Layout analysis and extraction of text from images​

If you require a more granular segmentation of text (e.g., into distinct paragraphs, titles, tables, or other structures) or require extraction of text from images, the method below is appropriate. It will return a list of Document objects, where each object represents a structure on the page. The Document's metadata stores the page number and other information related to the object (e.g., it might store table rows and columns in the case of a table object).

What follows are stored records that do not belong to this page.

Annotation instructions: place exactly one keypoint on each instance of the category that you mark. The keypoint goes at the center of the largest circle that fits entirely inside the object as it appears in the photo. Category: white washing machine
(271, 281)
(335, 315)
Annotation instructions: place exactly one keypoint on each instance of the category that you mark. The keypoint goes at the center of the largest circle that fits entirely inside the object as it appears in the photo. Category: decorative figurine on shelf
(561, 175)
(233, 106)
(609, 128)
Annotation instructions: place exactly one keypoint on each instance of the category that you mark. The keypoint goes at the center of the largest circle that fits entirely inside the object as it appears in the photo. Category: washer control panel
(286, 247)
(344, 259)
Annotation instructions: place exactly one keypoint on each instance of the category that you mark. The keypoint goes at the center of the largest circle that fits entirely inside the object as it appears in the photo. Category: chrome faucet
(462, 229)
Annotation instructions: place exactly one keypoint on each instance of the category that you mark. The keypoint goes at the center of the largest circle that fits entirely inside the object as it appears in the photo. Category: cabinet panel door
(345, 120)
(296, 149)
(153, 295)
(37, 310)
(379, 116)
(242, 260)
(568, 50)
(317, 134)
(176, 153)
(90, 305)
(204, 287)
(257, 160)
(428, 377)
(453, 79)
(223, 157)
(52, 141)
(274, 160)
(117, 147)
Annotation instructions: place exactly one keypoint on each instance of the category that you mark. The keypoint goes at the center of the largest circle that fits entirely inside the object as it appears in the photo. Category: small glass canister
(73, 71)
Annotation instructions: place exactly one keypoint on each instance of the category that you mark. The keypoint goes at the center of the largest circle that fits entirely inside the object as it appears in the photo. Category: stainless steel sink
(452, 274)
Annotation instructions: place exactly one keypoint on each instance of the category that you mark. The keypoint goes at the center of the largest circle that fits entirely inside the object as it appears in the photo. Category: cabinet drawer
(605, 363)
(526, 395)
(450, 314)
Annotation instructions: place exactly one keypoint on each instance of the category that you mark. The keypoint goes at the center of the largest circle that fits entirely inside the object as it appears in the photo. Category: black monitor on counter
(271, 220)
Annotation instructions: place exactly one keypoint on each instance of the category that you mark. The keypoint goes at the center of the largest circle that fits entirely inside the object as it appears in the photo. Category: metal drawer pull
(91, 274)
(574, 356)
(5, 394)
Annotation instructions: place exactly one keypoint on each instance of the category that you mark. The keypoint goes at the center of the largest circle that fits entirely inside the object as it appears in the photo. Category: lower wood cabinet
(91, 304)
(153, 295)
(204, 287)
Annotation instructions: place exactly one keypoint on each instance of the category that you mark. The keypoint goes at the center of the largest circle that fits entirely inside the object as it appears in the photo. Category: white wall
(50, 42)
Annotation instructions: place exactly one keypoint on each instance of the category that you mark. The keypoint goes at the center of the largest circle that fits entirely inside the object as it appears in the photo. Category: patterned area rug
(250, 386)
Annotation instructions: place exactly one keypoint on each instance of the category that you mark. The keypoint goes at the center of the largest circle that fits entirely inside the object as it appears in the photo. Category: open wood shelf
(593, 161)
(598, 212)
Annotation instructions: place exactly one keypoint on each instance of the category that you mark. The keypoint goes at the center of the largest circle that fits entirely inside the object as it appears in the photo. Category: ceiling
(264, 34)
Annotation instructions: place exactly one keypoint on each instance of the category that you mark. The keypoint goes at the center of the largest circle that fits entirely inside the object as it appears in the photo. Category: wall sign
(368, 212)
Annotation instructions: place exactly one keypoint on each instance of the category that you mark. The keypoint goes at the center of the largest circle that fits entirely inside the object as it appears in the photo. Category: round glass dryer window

Under the hood it uses the langchain-unstructured library. See the integration docs for more information about using Unstructured with LangChain.

Unstructured supports multiple parameters for PDF parsing:

  • strategy (e.g., "auto", "fast", "ocr_only" or "hi-res")
  • API or local processing. You will need an API key to use the API.

The hi-res strategy provides support for document layout analysis and OCR. We demonstrate it below via the API. See local parsing section below for considerations when running locally.

%pip install -qU langchain-unstructured
Note: you may need to restart the kernel to use updated packages.
import getpass
import os

if "UNSTRUCTURED_API_KEY" not in os.environ:
os.environ["UNSTRUCTURED_API_KEY"] = getpass.getpass("Unstructured API Key:")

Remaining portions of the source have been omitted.